Public works team was ready for rising waters
Planning, preparations and advanced maintenance paid off for the City of Cassville's public works department when flood waters rushed into Cassville on April 18. Crew members remained vigilante regarding flooding issues, but only encountered one area that needed constant attention last Thursday morning.
"Because of what we learned two years ago, with the flooding that happened in the same month, we were well prepared and started staking out areas early that morning," said Steve Walensky, public works director. "We were watching for the water to start to rise, and the first area of concern was the low water bridge in the city park near the public works facility. We quarantined that area and then patrolled the community looking for hot spots. One that continued to get to us was the bridge on Sale Barn Road."
Dwayne Moller, public works foreman, returned to the bridge several times and used a backhoe to remove debris from the waterway, which is a branch of Flat Creek.
"Because it was dry for so long, debris had gathered in the creek bed and the minute the water pushes that debris through it begins to clog up areas," said Walensky.
The debris build up in the Brock/Horner Branch waterway that runs under Highway 248 did not restrict water movement through that area. That creek bed was recently cleaned by the Department of Natural Resources (DNR) as the request of the city.
Walensky said debris also did not clog Lee Branch, which is located near the Cassville Aquatic Park, or Troublesome Branch, which is located near 10th Street. Troublesome Branch overflowed during a similar flooding event two years ago.
"We were patrolling all of these areas," said Walensky. "The only area that we saw an issue was on Sale Barn Road."
Walensky said crew members were closely watching the area around Barry County Ready Mix, but flooding did not reach a state of concern there and roadways remained open last Thursday morning.
"Everything else was able to be maintained," said Walensky. "We did have some neighborhood issues with whistles that needed repaired, including a pretty good sized one in Sherwood Forest. We were able to bring the backhoe in and free that up.
"Most of the whistles in the city have been maintained throughout the season," said Walensky. "When they get leaf accumulation, depending on how bad the flood is, they can get plugged up, but most people keep them cleaned out and that makes a world of difference when we have flash flood conditions."
In addition to monitoring area waterways, the city's public works crew monitored sewer surcharges, which are caused by inflow and infiltration (I and I) into the sanitary system and result in excess water escaping through manhole covers. These issues are reported to DNR, and public works crews place barricades on impacted manhole covers to ensure traffic safety.
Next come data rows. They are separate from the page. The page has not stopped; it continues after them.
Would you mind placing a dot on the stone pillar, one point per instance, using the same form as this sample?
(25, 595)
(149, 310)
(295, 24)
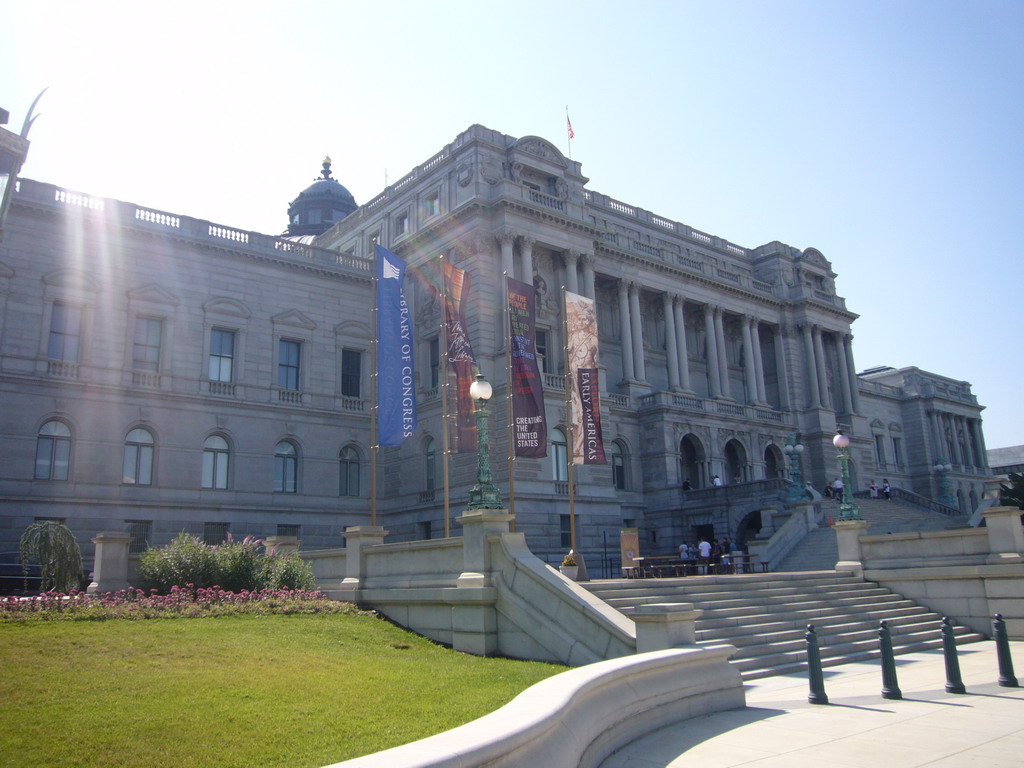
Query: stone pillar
(507, 241)
(759, 366)
(750, 373)
(812, 369)
(854, 381)
(711, 342)
(526, 252)
(781, 374)
(819, 359)
(636, 325)
(671, 343)
(844, 380)
(663, 626)
(570, 273)
(110, 571)
(848, 535)
(588, 276)
(358, 538)
(1006, 536)
(625, 332)
(679, 310)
"Our goal is to repair our sewer system to eliminate the I and I so that the only thing getting in there is wastewater," said Walensky. "Last year, it was so dry, and we didn't have the moisture we have had this year, but the year before that we had these surcharges constantly, and it was a lot worse.
"This is the reason we signed the voluntary compliance agreement to work with DNR on a plan to fix these things over a period of time," added Walensky.
Last year, Walensky reorganized the public works department and created a dedicated collections team, which includes staff members Keith Gregory and Kenny Schieler. The collections team televises the sewer lines to identify issues, which are repaired. The team also cleans the entire system once a year.
"I give a lot of credit to the public works team," said Walensky. "They are veterans. They have been through these (flash floods) before, and they know what to look for."
In addition to patrolling the streets and looking for flooded roadways, the public works team depends on feedback from local citizens and businesses to identify problem areas.
"We work together as a community," said Walensky.
The public works team did not have to call for assistance from the Cassville Fire Protection District during the flash floods last week. The local fire protection district provides emergency services during rescue scenarios.